Candidate Map is a prototype, open-source web app that helps voters find a suitable electoral candidate. It served as the first step towards creating a fully-fledged open-source framework for Voting Advice Applications in a three-year project, dubbed OpenVAA. In late 2022, the project received funding from the Finnish innovation fund Sitra and was started in Jan 2023.
Ehdoskartta will not be developed further, but the lessons learned from creating it serve as a great starting point for the OpenVAA project, which builds an open-source framework for Voting Advice Applications. The project has started in 2023 and ends in 2025. For more information, see openvaa.org.
A version (in Finnish) of Ehdokaskartta that uses data gathered by Yle, the Finnish broadcasting company, for the Finnish 2021 municipal elections data can be found at ehdokaskartta.fi. The source code is available on Github.
For a quick introduction into the project, please see my 5-min talk at the Visualising Knowledge 2021 conference.
Since Yle’s pioneering 1996 Election Compass, VAAs or Voting Advice Applications have come to play an important role in elections, especially in polities with a fragmented party system.
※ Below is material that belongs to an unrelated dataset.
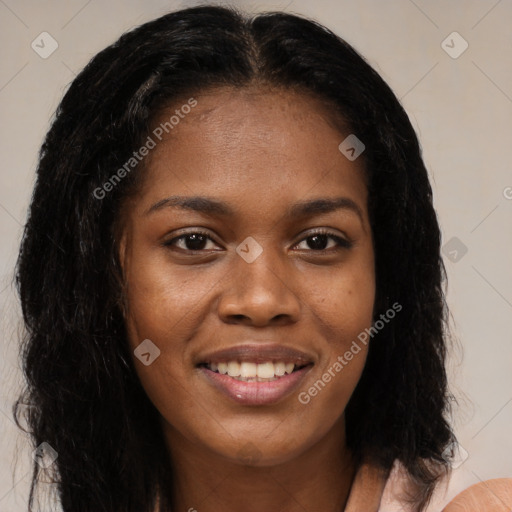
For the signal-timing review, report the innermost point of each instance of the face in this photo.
(248, 250)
Their main purpose is most often to try and match the voter with suitable candidates or parties based on an opinion questionnaire, which both the candidates and the voter fill.
As befits their increasing uptake, a substantial body of research has also been published regarding VAAs. The literature sheds light on a number of tricky and interesting issues concerning VAAs. These learnings coupled with Yle’s own hope for a less text-based interface served as the basis for the project.
Naturally, only a subset of the identified issues could be addressed and it scarcely is feasible to construct one VAA that could deal with all of those. Rather, and appositely for the domain of democracy, a plurality of VAAs with different approaches probably is the right answer. The purpose of the prototype was, thus, to test novel solutions to some of the concerns, especially:
Presenting the candidates on a 2-dimensional map instead of a list
Making inputting answers less rigid and less tedious for the voter
Allowing further filtering of the candidates
Incorporating party averages into the results
Assuming a mobile-first approach
Facilitating studying the political landscape in general
The app used Google’s Angular library and Material Design components. The source code is available on Github, where the motivations for pursuing an open-source approach are presented in more detail. The OpenVAA project, however, started from scratch using the learnings from Ehdokaskartta but not its source code directly.
You can try Ehdokaskartta out (in Finnish) at ehdokaskartta.fi. An in-depth discussion (only in Finnish as of now) about the solutions offered and their shortcoming can be found at ehdokaskartta.fi/about.